「わわっ!――――」
 思わず目をつぶる! 顔に青い液状のものが降りかかった。うろたえるミリアム。これは予想外だ。

「ゴホゴホッ! うう……」
 チラリと咳き込みながらシスアを見る。微笑んでいるシスア。ムッとする感情がめがね青年を包む。

 ――な、なんて女だ……

 しかし顔に吹きかけられたものは次第に顔をを曇らせていく。顔に感覚がない。なくなっていくのだ。
「うふふ、どう? ご気分は?」
 じゃれている少女のように聞いてきたシスア。微笑みの中にたくらみがある。
「ゴホッ……な、何をするんです!」
 ますますしびれてくる顔。そして眠けが襲ってきた。頭がボーっとしてくるミリアム。
「しばらく寝て頂戴」
 無邪気に笑う小悪魔のような女。目が強烈に眠りにつけと命令している。そのまま床に倒れこむ。ギラッとシスアを睨む。ここまでされたらいくらなんでもそりゃ怒る。しかし……眠気には勝てない。

 力なく倒れこむめがね青年……

 (ふふ……うまくいったわね)
 最初からこの予定だったのだろう。頼み込むだけでは、ミリアムは落せない。

「出てらっしゃい」
 隣の部屋に誰かいるのだろうか? すると……

 女がでてきた。少女のようなタイプだが……

「眠ったの?」
「ええ……よく効く薬みたいね、正直驚いたわ。どこでもらってきたのよ?」
「女医さん……」
 ぼそっと答える女。メイドのようだ。少々気が小さい、背も低い。おどおどしている。シスアとは対照的。
「ベッドに寝かせましょう、手伝って」
「うん……」
 言われたとおりにするメイド。何か弱みでも握られているのだろうか? 
 こんなことを一緒にするとは……

「縛って頂戴」
 二人がかりでなんとかこの青年をベッドに寝かせる。そして両腕と両脚をベッドの四肢に拘束させ始めた。寝ているミリアム。即効性の睡眠薬は効果てきめんのようだ。

 (さてと……どうやって言うこと聞かせようかしら……)
 思案を重ねるシスア。この女、やはり腹黒そうだ。このまま、リリパットの愛人で終わるつもりはないらしい。チャンスを……さらに大きなものにするためには……


 女は……

 人生を賭けなければいけない時がある!

 それは貴族の娘も、平民の女も同じだ!

 ミセルバ様が動くように、シスアもひそかに動き始めた。
 お互い目的は違うけれども……



「リリスさん……」
 ミクがリリスの胸でお休みしている。
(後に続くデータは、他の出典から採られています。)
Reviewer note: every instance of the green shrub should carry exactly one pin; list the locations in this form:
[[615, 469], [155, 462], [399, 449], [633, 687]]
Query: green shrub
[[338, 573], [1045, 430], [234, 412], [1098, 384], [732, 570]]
じっと胸の中で寝ているミク。最近やっと落ち着いたようだ。やすらかに眠っている。それをやさしく抱きとめるリリス。

「寝言……ね」
 この数日だ、ミクとまともに話をするようになったのは。リリスの方が元気で、ミクの方がショックが大きかった。本来なら逆かもしれない。リリスは本当に強い。幼い頃から地獄を見てきた女にとって、これぐらいではへこたれないというのだろうか?

「……ミセルバさま……」
 つぶやくリリス。
 ミセルバ様は、本気だ。このままで済ますつもりはないと言った。心配しているのはむしろ、リリスの方だ。びっくりしたのは、あの強気の目だった。今までのミセルバ様にはない目だったのだ。その目が、このままでは済まさないという力を出していた。

 ――思い出せるなら……どんなことでもいいっておっしゃっていたわね。

 ミセルバはリリスに対して、まず心当たりはあるかと聞いた。こういうことをされる心当たりを聞いたのだ。かなり前のこともでも、引っかかることがあれば、すべて話すように言われている。

 先日の時は話さなかったことがある……後日、思い出したためだ。

 それは……


 ガッツのことだ。襲われかけたことと……
 
 それと……香水……
 そう、ガッツの時も……あの香水の匂いと……
 今回にも……あの香水……が、印象に残っている。

 ――妙に……記憶に残っているのよね。でも……

 ガッツは中央に行っているはずだ。この地にはもういないはず。

 ゆっくりと考えるリリス。考える……
 
 考える……

 まだ考える……

 胸の中でミクを眠らせながら。考えるリリス。

「言うわ……今度……ガッツとのことも……」
 ポツッと言ったリリス。その時ミクの眉がピクッと動いた。

 陵辱された女も行動を開始した。